This isn’t the Big O you’re looking for.. Source: The Big O by H. Yamete and K. Katayama

When learning programming, I wouldn’t be surprised that many students have questioned how succinct or how meticulously detailed each line of code they should write. How many for and while loops and conditionals can — and should — they utilize to solve a problem or algorithm. What sort of instructions should I, as the developer, give to the computer and have it return to me something valuable in a reasonable amount of time?

One of my favorite terms for code not written, uh, particularly cleanly or modulated is spaghetti code. Just code that references each other or itself in various, fun ways that 1) makes it harder to read and understand and 2) possibly significantly increase its processing time. For new programmers, it’s easy to write code that solves a problem.

It’s much more difficult to write code that solves problems gracefully — something human readable and requires minimal processing power.

Let me just chain nest some for loops and…done? Photo by Christin Hume on Unsplash

In mathematics (please don’t groan yet), we learned about polynomials and how to graph them — refer to the graph below.

Big O notation refers to a classification of algorithms, dependent on their run time and their complexity. The more the resources required, the higher the complexity and computation required to run the algorithm.

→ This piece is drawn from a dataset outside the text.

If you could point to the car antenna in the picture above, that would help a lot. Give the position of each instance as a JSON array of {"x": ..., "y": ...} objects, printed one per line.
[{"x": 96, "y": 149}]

In very simple terms, we can write two different algorithms that solve the exact problem could be acceptable. A computer can read a lines of code step by step. But from an efficiency standpoint, if one algorithm takes 1000 steps to run, wouldn’t you choose the one that takes 200 steps? For programmers that make their first application, this might not be a big issue as the input and expected computation to produce an output is likely insignificant. However, when it comes to bigger applications requiring tens of thousands of lines of code, this can have a drastic effect overall.

A needle in a haystack…must be in a haystack right? Photo by Victor Serban on Unsplash

A popular algorithm that newer programmers find themselves solving are search algorithms. Given a array of names in alphabetical order, we could have a program search the array from the beginning to find a particular name. Given the best case scenario, maybe the very first element is satisfactory. Woohoo! Only took one step. In the worst case scenario, it might look through the entire array and find that the goal was the very last element. Yikes. Given a very long array (hundreds, thousands of elements long), isn’t there a better way to deal with this problem? By the way, the worst-case performance for this algorithm is O(n), or linear (see graph below).

Did we learn this in high school? Source: JavaScript Data Structures and Algorithms by S. Bae

But what if we could split the array in half and start from the middle? When we grab the middle element, the position of the element we’re looking for could 1) be ahead or 2) before the middle element, or 3) we got the correct element. Say the element is ahead, we know that the first half of the sorted array does not contain the target element, so lets ignore it and take the midpoint element of the second half of the array. Is it positioned ahead or before our target element? Or is it the target element? We keep repeating this, and eventually find our target element. This takes considerably less computing power, and the worst-case performance is O(log n), or logarithmic. Visually, it’s clear from the graph that this takes the cake.

When you replace that polynomial algorithm to a linear one. Ah.. Photo by Haley Phelps on Unsplash

Writing any code that can solve a problem, in my opinion, is easy. Writing code with computer science fundamentals is much more sought after. All it takes is practice and knowledge, and the desire to think outside the box every now and then.